Page 168 of Claiming Pretty

Her hand moved quickly, slipping into the folds of her robe, and I tensed, half expecting a weapon. But instead, shepulled out her phone, the movement quick and precise, and dialed.

Pressing the phone to her ear, she barked the command with the cold authority of a queen. “Kill Tynan Donahue. Now. And make it hurt.”

I stood unmoving, watching her, waiting. Waiting for her to realize what we had just done.

Her brows furrowed, confusion flickering across her face as muffled voices filled her ear.

“What do you mean, it’s all over?” she snapped, her voice rising with every word. She pressed the phone tighter against her ear, leaning forward in her chair, her tone spiraling from anger to desperation.

“I demand to—put on—no, I—I’ll have you shot for—” Her voice faltered, and her face twisted with fury and disbelief. “I am your High Lord!”

The title hung in the air, brittle and meaningless. It didn’t matter anymore, and for the first time, Ebony seemed to realize it. Her hand, still clutching the phone, trembled, and the firelight caught the faint sheen of sweat forming on her brow.

Her eyes snapped to mine, fury flashing across her face. “What did you do?”

“Ty figured it out, actually,” I said, my tone maddeningly casual, as though we were discussing the weather.

Her face reddened, blotches of anger blooming on her pale cheeks. “Figured out what?”

I smiled faintly, letting the silence stretch before I answered. “He figured out that the camera in the tomb was digital. Which means you had to store your little initiation blackmail films somewhere virtual.”

I went on. “Ty isn’t great with computers. He would tell you as much, if you ever see him again. But he knows someone who happens to be excellent with them.”

“No,” Ebony scoffed. “My servers are impenetrable.”

Ciaran stepped to my side and into the light, his expression sharp, mocking.

“I barely broke a sweat hacking in.” he said lazily, as if he were discussing breaking into a child’s toy box.

Ebony’s mask cracked. Her lips parted, her breath coming in shallow gasps. “No. You’re bluffing.”
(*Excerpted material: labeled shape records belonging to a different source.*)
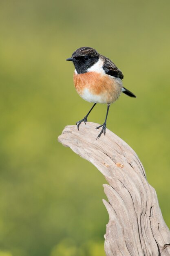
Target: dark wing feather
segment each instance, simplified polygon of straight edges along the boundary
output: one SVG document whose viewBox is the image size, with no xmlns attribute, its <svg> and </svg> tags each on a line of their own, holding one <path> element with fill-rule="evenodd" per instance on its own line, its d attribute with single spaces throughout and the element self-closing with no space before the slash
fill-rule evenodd
<svg viewBox="0 0 170 256">
<path fill-rule="evenodd" d="M 130 97 L 132 97 L 132 98 L 136 98 L 136 96 L 132 92 L 130 91 L 129 91 L 127 89 L 125 88 L 124 87 L 123 87 L 121 89 L 121 91 L 122 92 L 125 93 L 127 95 L 130 96 Z"/>
<path fill-rule="evenodd" d="M 110 60 L 102 55 L 101 55 L 100 57 L 104 61 L 103 68 L 106 74 L 115 77 L 119 77 L 121 79 L 124 78 L 124 75 L 121 70 Z"/>
</svg>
“What better way to blackmail all your members to stay in line than to record their twisted initiation. Sickening, but clever,” I said, my voice calm as ever. “But you know what else it makes?”

I picked up the remote from the edge of her father’s mahogany desk, its surface still damp with spilled whiskey, and pointed it at the sleek television mounted on the far wall.

“Great evidence,” I said as I switched it on.

The screen lit up with a familiar news anchor, her voice calm but firm as she delivered the story of the decade.

“A secret society, known as the Sochai, has been exposed for decades of illegal activities, including blackmail, assault, and corruption at the highest levels of society.”

The anchor’s voice faded as the faces of high-ranking members flashed on the screen—the dean, Cormac Foley Senior, the police commissioner—one after another, their names and titles displayed like a grotesque gallery of shame.

Ebony let out a choke, and her grip on the phone faltered, her knuckles blanching as she stared at the screen.For a moment, the weight of what she was seeing seemed to crush her.

But then she rallied, her lips twisting into a defiant sneer.

“Impressive,” she said, her voice shaking with a false bravado. “But you don’t have anything onme. I certainly never raped anyone as part of my initiation.”

I met her gaze evenly, my tone calm, almost conversational. “You think so?”

Her sneer faltered, her composure cracking as her cell phone chimed with an incoming message. The sound cut through the tension like a knife, her eyes darting to the glowing screen as unease flickered across her face.

“You should open that,” I said, my voice calm but edged with steel.

I folded my arms, grounding myself as I watched her wrestling with the hesitation that gripped her. Each breath I took felt deliberate, steady, in stark contrast to the erratic rise and fall of her chest.

Her pale finger, tipped with a bloodred nail, hovered above the screen as the firelight glinted off its polished surface.